Fosun Tourism, part of conglomerate Fosun International Ltd , sold 214.2 million shares at HK$15.60 each, the bottom of an indicative range of HK$15.60 to HK$20.00.
The deal values Fosun Tourism at US$2.44 billion, a stock exchange filing showed. The amount raised could increase to US$492 million if a greenshoe, or over-allotment option, is exercised within one month of the start of trading.
Hong Kong is on track for a bumper year of listings, with US$33.2 billion raised so far, showed data from Refinitiv. But performance has been largely poor with several firms, including big names such as Meituan Dianping and Xiaomi, trading below IPO prices.
Concerns over a China-US trade war and slowing growth in the world’s second-biggest economy have weighed on markets, with Hong Kong’s benchmark Hang Seng Index down more than 12 per cent this year.
Chinese medical tech platform WuXi AppTec also priced its Hong Kong listing on Friday, raising US$1.01 billion as it sold shares at the middle of its indicative range.
Fosun Tourism, which includes Club Med, as well as a luxury resort in the southern Chinese seaside city of Sanya, is looking to develop new resorts in China and elsewhere as it bets on a continued rise in Chinese tourism.
It opened its US$1.74 billion Atlantis Sanya resort in April, in a province known as China’s Hawaii and targeted by the government for tourism development.

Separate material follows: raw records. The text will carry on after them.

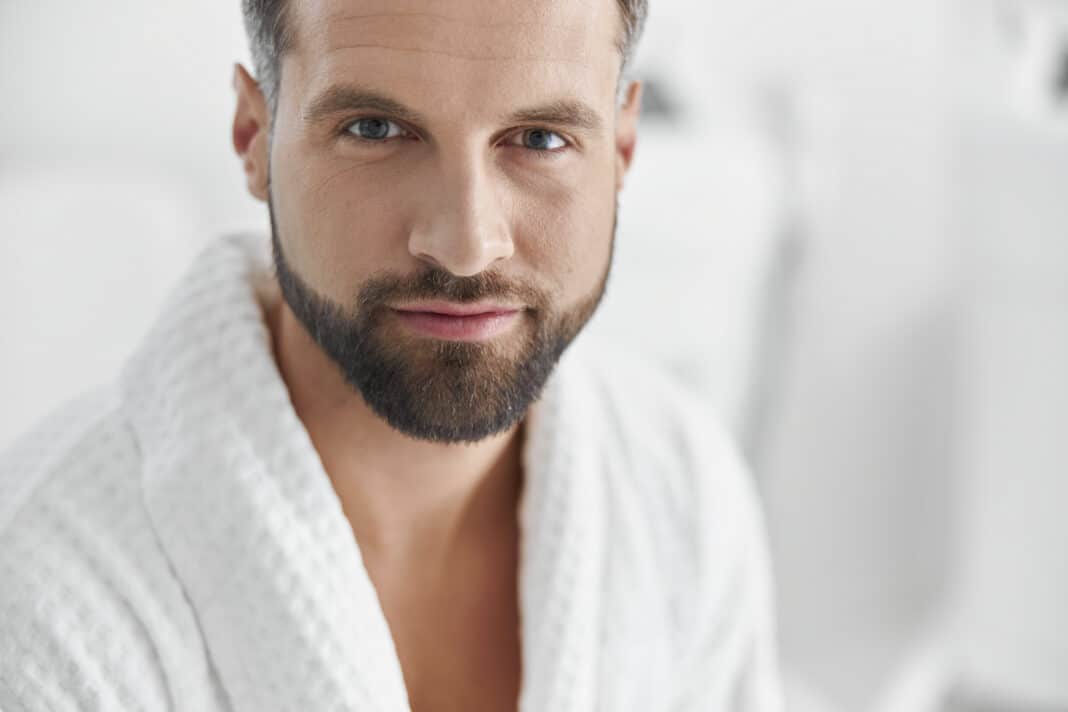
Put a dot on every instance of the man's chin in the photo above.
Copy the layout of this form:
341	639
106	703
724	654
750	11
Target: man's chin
446	391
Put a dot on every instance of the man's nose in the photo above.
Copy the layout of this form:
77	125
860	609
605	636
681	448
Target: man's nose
465	227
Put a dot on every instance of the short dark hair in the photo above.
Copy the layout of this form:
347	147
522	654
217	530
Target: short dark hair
271	35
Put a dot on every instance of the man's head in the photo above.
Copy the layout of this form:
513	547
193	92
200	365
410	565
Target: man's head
419	153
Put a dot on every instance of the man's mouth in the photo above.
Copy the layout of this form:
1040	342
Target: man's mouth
460	322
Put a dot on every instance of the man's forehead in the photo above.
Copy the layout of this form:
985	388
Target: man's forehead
581	32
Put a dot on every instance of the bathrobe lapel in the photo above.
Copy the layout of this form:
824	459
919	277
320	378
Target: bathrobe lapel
256	535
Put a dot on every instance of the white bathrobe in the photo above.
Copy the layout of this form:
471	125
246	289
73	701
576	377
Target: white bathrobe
173	542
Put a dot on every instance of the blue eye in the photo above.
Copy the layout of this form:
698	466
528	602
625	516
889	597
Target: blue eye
543	140
373	129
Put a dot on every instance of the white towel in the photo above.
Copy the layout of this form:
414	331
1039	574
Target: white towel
174	543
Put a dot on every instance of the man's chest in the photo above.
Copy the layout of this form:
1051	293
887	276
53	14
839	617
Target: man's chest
460	655
457	634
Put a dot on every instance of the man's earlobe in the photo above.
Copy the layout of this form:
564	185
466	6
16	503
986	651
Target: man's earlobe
250	131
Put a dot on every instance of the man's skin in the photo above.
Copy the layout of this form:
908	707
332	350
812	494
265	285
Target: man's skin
436	522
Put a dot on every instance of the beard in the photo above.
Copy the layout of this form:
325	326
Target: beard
435	390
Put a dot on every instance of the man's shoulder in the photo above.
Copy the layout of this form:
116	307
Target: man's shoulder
82	442
671	437
85	589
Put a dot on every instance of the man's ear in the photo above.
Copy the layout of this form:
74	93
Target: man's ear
626	131
251	131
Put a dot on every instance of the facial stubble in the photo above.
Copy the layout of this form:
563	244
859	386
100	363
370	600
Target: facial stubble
437	390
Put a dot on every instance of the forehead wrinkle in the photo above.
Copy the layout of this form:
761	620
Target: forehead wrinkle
455	56
436	34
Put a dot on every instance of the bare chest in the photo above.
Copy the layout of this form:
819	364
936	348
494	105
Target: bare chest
458	642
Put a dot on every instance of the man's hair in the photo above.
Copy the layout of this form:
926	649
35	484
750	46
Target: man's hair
271	35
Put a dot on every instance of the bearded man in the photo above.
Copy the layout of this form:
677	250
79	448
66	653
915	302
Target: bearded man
357	463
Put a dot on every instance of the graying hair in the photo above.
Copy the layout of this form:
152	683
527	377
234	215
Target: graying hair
271	35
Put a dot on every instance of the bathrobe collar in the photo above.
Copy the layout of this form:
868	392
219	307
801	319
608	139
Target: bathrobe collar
256	536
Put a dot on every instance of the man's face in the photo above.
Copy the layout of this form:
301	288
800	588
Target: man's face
449	199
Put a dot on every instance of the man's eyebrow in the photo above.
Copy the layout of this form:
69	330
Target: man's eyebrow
344	98
338	99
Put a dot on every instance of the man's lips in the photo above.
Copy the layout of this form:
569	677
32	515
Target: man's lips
455	321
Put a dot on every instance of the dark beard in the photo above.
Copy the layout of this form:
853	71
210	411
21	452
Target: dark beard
439	391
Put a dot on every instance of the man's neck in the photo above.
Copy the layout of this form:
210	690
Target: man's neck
411	503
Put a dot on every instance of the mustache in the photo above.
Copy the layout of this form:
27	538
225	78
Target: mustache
435	284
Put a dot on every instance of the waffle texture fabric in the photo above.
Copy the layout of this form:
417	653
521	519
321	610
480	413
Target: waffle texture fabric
172	541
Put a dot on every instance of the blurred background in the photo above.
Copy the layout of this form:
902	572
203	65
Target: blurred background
863	204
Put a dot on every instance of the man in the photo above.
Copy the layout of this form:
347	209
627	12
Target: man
351	467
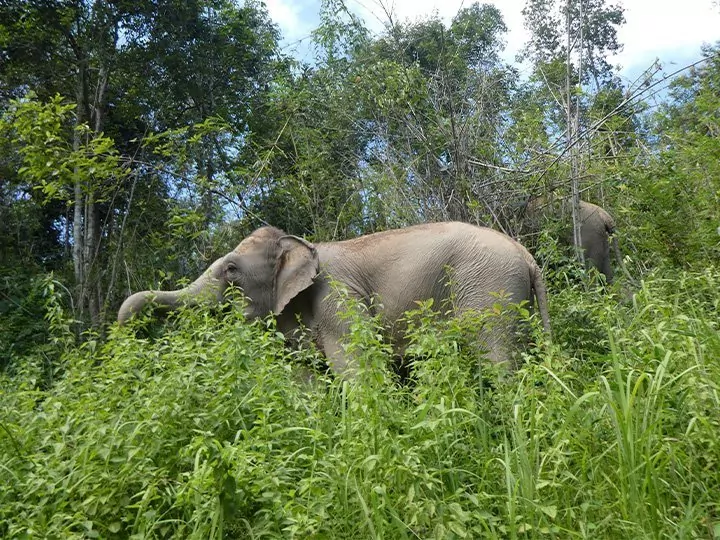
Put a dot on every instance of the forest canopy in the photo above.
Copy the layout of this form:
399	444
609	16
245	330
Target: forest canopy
140	140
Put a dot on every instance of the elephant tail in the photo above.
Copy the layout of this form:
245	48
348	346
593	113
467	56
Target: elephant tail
538	287
611	230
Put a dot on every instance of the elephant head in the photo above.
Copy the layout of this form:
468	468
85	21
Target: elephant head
269	267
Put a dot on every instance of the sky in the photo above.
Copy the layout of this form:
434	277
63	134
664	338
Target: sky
671	30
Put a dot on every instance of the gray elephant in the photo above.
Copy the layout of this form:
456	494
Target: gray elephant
597	228
291	278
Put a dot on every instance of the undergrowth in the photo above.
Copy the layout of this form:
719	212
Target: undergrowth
207	429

Tourism is a profit growth driver for parent Fosun International, which bought control of Club Med in 2015 for €939 million (US$1.07 billion) after what was then France’s longest takeover saga lasting almost two years.
The conglomerate was co-founded by Guo Guangchang, China’s self-styled version of US billionaire investor Warren Buffett. It reorganised its businesses in 2016, creating Fosun Tourism.
Fosun Tourism booked a loss of 295 million yuan (US$42.5 million) in 2017 and 135 million yuan in the first half of this year, its listing prospectus showed.
Citigroup, CLSA and JP Morgan are the IPO’s joint sponsors. Shares will begin trading on December 14.